The Bible teaches that "in these sacrifices there is a reminder of sins every year. For it is impossible for the blood of bulls and goats to take away sins" (Hebrews 10:3-4). Thankfully, the Bible teaches that Jesus "offered for all time a single sacrifice for sins" when He gave His life as a sacrifice for our sins on the cross (Hebrews 10:12). Jesus, the Lamb of God that takes away the sins of the world, provided for us a sacrifice that does not need to be repeated, but rather needs to be embraced, cherished, and trusted.

Pray with us today for the Muslims of Diouloulou and southern Senegal. Pray that they might forsake the rams of Tabaski and embrace the Lamb of God that truly takes away the sins of the world.

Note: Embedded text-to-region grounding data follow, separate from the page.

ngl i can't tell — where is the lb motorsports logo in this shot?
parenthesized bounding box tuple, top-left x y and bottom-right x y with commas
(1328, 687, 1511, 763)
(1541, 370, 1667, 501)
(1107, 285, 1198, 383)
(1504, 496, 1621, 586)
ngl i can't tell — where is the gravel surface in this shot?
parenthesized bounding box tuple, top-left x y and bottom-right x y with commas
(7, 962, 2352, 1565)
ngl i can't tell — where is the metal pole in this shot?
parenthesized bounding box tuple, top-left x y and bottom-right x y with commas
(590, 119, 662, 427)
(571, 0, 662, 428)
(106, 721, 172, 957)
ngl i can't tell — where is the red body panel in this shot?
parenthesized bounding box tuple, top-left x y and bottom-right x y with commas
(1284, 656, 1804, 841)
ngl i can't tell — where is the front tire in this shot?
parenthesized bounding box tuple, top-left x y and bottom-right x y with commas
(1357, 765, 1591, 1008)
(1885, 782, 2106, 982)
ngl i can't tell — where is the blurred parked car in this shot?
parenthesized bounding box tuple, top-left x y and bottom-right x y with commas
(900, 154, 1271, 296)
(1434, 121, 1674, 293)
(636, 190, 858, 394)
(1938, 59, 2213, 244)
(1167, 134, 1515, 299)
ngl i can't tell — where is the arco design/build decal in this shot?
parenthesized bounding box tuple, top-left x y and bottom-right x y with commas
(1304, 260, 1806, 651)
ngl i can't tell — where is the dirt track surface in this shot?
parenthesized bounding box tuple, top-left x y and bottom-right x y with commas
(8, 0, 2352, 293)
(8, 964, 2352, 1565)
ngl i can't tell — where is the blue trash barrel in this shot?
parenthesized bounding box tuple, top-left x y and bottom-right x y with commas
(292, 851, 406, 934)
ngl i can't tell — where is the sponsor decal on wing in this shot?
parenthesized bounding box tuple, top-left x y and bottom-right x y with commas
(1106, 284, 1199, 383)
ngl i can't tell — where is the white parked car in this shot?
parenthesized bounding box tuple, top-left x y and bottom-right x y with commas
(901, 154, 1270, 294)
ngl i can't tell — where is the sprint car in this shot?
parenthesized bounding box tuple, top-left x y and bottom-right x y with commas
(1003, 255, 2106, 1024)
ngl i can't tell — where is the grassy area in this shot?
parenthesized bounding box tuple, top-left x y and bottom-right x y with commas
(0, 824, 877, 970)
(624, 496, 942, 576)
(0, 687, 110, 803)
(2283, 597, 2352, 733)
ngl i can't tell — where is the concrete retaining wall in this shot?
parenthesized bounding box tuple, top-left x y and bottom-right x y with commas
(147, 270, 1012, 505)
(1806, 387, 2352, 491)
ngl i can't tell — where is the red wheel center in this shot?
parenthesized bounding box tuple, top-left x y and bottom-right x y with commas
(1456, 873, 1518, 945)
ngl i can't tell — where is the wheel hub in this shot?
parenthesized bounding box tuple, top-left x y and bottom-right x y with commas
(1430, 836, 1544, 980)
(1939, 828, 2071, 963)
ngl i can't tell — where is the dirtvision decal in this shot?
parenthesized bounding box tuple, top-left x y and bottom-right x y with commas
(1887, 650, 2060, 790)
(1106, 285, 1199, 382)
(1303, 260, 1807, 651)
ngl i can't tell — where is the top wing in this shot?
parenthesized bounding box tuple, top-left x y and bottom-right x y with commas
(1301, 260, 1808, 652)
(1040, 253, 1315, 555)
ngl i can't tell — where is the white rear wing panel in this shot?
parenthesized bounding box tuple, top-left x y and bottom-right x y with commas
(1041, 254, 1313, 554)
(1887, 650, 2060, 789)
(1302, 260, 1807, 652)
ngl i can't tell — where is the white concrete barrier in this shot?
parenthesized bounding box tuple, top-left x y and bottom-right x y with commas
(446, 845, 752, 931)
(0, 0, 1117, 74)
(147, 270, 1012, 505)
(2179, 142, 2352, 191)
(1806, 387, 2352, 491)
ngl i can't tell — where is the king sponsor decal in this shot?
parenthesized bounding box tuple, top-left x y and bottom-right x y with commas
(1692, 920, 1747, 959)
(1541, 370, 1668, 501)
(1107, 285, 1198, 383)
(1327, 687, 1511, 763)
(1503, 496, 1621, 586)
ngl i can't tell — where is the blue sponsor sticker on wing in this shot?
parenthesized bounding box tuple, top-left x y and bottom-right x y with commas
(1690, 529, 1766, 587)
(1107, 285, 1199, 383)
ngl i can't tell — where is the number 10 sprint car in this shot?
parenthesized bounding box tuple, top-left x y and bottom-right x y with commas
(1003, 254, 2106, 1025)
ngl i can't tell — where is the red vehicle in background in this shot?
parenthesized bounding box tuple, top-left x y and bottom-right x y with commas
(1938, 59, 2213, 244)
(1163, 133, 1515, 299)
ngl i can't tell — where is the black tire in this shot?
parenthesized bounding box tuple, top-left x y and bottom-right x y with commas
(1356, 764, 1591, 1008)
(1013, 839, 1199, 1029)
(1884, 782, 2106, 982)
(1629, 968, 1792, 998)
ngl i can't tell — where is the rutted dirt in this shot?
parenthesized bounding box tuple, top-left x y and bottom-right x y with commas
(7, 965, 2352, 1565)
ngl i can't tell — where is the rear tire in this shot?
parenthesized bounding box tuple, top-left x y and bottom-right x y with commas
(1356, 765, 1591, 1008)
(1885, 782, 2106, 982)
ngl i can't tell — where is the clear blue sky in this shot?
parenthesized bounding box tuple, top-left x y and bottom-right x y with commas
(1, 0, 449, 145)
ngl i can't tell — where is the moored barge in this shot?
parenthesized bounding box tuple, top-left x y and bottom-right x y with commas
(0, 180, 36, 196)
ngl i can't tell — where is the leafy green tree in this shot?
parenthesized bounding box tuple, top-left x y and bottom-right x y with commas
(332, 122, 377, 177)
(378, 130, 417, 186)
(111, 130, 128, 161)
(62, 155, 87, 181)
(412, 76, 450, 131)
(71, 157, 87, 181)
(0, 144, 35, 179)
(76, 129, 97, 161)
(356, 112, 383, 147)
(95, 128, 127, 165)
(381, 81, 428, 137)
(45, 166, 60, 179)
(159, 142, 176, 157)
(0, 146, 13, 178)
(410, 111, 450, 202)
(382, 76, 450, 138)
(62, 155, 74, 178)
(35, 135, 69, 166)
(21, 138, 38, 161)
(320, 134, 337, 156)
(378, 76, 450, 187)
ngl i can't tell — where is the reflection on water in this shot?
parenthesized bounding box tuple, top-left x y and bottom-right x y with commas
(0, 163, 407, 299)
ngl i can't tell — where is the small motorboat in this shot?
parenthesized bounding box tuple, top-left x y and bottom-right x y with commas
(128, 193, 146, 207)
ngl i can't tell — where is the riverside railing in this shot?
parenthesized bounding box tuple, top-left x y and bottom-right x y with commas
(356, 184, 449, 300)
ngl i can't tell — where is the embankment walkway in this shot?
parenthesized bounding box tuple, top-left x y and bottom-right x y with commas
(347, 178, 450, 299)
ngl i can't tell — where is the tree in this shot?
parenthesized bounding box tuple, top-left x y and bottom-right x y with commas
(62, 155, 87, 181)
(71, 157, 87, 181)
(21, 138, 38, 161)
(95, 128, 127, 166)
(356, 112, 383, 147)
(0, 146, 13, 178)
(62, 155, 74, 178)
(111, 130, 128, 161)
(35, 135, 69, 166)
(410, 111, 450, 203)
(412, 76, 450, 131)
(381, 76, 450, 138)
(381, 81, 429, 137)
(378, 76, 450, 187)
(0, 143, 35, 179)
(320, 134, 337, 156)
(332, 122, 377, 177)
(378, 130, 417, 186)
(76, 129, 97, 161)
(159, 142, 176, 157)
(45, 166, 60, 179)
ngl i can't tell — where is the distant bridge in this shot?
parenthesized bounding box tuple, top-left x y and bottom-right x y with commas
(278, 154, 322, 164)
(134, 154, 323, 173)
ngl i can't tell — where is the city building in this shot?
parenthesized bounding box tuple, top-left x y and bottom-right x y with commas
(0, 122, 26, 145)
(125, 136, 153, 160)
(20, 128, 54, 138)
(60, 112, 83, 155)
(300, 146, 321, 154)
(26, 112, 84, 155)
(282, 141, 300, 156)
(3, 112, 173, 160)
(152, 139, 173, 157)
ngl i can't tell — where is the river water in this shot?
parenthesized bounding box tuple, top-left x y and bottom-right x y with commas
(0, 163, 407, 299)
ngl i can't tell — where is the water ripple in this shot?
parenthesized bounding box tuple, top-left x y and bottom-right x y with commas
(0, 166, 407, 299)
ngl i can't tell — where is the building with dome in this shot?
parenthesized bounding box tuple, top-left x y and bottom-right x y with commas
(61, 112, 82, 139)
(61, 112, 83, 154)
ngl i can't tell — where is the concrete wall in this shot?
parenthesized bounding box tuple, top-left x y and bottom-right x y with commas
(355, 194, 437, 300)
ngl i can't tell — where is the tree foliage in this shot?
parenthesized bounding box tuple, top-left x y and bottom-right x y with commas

Wednesday, October 2, 2013

Pray for Kafountine

Kafountine is more than a big village, but seems less than a little town. For me, it is really hard to describe the place. It is on the coast so you can find a few tourists there (and all of the things that come with tourists who visit rural Africa) and there are even a few Toubabs (white folks) who live there. You can find some bars there (one with a life-sized wooden statue of Elvis out front), a few restaurants, and all along the beach you find dozens and dozens of pirogues (wooden boats that resemble large canoes) with mile after mile of racks of fish drying in the sun or being smoked over smoldering fires. 

For me Kafountine is a place like none other, and not necessarily in a good way. Kafoutine always reminds me of the bar scene in Star Wars Episode 4 on the planet Tatooine: a place filled with people who come from many different places, all seeming to be a little suspect, with an element of danger mixed in (remember that Han Solo does shoot Greedo in that scene!)

We have been to Kaufountine a few times over the years that we have visited Senegal, met a few people, and given away a few Bibles there. A few years ago there was even an attempt to begin a church there by a Senegalese church planter from the north, but we heard that the work was abandoned after less than a year because it was so difficult. We have, however, heard that a group of Ghanaians (people who come from the West African country of Ghana) have a small church there where they worship together. 

Last Sunday we spent the afternoon in Kafountine as we attended a baby-naming ceremony there. The brother of one of the believers here in Diouloulou recently had twins and Sunday was the day that he was to announce their names: Adama and Awa (Adam and Eve in English). Traditionally here you name twins after Adam and Eve.

As part of the ceremony there was a griot (a traditional singer) who sang and announced the names of the babies as well as the history of the parents and their family. We also ate together, drank tea, and the girls spent a lot of time holding the babies. In keeping with tradition, we gave the father a small amount of money to help with the expenses of the ceremony, we gave the mother several bars of soap to help in washing the children and the clothes, and we also gave the father a Bible. Their family is Muslim, but after discussing this with his brother we felt that he would be open to receiving the Bible. We wrapped the Bible in paper and placed it in a plastic bag with the soap so as to not put him on the spot publicly, but as we left I explained to him that we wanted to give him something special as he began his new life as a father; something that could make a real difference in this life and in the life to come.

Be praying for this man, his wife and his young family. Pray for the people of Kafountine who need to hear and understand the Gospel. Be praying for God to call people to Himself and to a relationship with Him through His Son Jesus Christ and then to call those new believers to go and announce the Good News. Be praying all Senegal for Christ!